Multivariate extensions of repeated measures linear mixed models, such as repeated measures ANOVA simultaneous component analysis (RM-ASCA+) and linear mixed model-principal component analysis (LiMM-PCA), can be used for analyzing longitudinal studies with multivariate outcomes. However, there are no gold standards to assess the statistical validation of the observed effects of such models. Using real and simulated data, we here perform an empirical comparison of different strategies for assessing statistical significance in these frameworks: permutation tests, the global log-likelihood ratio (GLLR) test, and nonparametric bootstrap confidence intervals for the estimated multivariate effects. Power curves were used to examine the statistical power of the different tests in detecting time–treatment interactions with varying effect sizes. Our results show that both the permutation tests and the GLLR test can be used to statistically test the presence of a time–treatment interaction effect for multivariate data; however, the GLLR approach will be sensitive to the number of included principal components in LiMM-PCA. The bootstrap confidence interval approach generally shows good statistical power but has inflated Type 1 error rates under certain conditions.
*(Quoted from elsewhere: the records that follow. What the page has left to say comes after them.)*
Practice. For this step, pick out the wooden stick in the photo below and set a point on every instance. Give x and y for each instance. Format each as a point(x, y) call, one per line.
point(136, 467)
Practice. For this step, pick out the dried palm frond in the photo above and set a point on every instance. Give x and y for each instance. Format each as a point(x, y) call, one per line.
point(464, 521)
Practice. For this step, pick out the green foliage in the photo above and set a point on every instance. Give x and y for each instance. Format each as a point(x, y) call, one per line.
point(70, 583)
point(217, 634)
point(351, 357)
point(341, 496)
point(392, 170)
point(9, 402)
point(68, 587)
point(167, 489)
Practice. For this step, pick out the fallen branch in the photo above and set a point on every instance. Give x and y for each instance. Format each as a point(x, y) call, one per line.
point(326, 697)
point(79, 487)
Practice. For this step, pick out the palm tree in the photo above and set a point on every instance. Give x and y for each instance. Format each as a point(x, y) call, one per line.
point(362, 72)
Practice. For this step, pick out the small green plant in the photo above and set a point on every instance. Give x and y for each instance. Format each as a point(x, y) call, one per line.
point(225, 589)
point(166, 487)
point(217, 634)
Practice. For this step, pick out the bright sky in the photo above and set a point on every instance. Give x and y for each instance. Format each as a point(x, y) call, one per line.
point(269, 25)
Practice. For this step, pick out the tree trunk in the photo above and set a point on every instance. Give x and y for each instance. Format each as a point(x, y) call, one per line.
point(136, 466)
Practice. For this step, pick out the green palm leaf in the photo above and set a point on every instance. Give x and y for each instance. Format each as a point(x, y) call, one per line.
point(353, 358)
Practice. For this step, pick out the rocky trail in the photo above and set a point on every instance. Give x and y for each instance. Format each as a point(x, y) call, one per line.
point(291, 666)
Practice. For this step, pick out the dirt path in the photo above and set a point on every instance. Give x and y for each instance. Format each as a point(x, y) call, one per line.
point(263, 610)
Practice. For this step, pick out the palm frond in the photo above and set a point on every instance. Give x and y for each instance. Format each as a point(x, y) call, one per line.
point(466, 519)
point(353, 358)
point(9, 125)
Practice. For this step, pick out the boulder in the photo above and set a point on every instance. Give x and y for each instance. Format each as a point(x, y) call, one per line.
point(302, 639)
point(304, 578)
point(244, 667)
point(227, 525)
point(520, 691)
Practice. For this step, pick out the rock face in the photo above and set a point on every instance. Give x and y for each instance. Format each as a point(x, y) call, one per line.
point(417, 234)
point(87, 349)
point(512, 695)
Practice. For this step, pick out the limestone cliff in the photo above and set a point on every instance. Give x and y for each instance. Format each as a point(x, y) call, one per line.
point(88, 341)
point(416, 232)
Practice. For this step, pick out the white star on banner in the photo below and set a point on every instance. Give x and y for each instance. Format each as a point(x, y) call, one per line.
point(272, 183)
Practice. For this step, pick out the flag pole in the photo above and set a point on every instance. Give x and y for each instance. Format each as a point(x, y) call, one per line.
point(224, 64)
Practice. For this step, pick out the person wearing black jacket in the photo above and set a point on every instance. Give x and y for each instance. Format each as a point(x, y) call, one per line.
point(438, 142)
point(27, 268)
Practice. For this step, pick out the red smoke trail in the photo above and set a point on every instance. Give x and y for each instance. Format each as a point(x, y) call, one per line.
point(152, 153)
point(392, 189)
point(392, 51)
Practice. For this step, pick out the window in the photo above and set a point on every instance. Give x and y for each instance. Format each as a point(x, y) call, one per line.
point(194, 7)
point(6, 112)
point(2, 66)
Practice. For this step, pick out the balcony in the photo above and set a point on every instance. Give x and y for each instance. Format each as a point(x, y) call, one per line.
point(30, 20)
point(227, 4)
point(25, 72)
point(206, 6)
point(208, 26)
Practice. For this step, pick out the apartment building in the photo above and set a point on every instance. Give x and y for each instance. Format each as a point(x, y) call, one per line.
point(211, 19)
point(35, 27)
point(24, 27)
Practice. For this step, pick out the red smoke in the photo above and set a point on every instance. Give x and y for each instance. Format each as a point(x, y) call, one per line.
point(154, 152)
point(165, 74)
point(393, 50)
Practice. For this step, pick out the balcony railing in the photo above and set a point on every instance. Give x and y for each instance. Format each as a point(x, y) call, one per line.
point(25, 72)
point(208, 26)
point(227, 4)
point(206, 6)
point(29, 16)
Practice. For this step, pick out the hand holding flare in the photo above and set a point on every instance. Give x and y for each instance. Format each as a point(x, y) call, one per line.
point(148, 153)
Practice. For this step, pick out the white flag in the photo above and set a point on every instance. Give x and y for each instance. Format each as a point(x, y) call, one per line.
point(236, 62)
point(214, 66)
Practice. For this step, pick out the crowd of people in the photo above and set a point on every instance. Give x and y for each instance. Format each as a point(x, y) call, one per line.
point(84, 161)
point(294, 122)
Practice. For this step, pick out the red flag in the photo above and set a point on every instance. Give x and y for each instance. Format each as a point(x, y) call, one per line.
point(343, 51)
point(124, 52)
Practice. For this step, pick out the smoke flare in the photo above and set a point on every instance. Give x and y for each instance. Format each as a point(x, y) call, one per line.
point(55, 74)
This makes it unsuitable for the purpose of hypothesis testing in its present implementation, although it may still be useful for exploratory purposes. Overall, our results show that the power of the tests for assessing multivariate effects in longitudinal studies is dependent on characteristics of the dataset, and it is important to be aware of the strengths and weaknesses of the different validation procedures.

纵向研究设计中多变量治疗效果的统计验证
重复测量线性混合模型的多元扩展,如重复测量方差分析同时成分分析(RM-ASCA+)和线性混合模型-主成分分析(LiMM-PCA),可用于分析具有多元结果的纵向研究。然而,没有金标准来评估这些模型所观察到的效果的统计有效性。利用真实数据和模拟数据,我们在此对这些框架中评估统计显著性的不同策略进行了实证比较:排列检验、全局对数似然比(GLLR)检验和估计多元效应的非参数自举置信区间。功率曲线用于检验不同试验在检测具有不同效应量的时间处理相互作用时的统计功率。我们的研究结果表明,排列检验和GLLR检验都可以用于统计检验多变量数据的时间处理相互作用效应的存在;然而,GLLR方法将对LiMM-PCA中包含的主成分数量敏感。自举置信区间方法通常显示出良好的统计能力,但在某些条件下会使1型错误率膨胀。这使得它在目前的实现中不适合假设检验的目的,尽管它可能仍然对探索性目的有用。总体而言,我们的结果表明,纵向研究中评估多变量效应的测试的能力取决于数据集的特征,了解不同验证程序的优缺点是很重要的。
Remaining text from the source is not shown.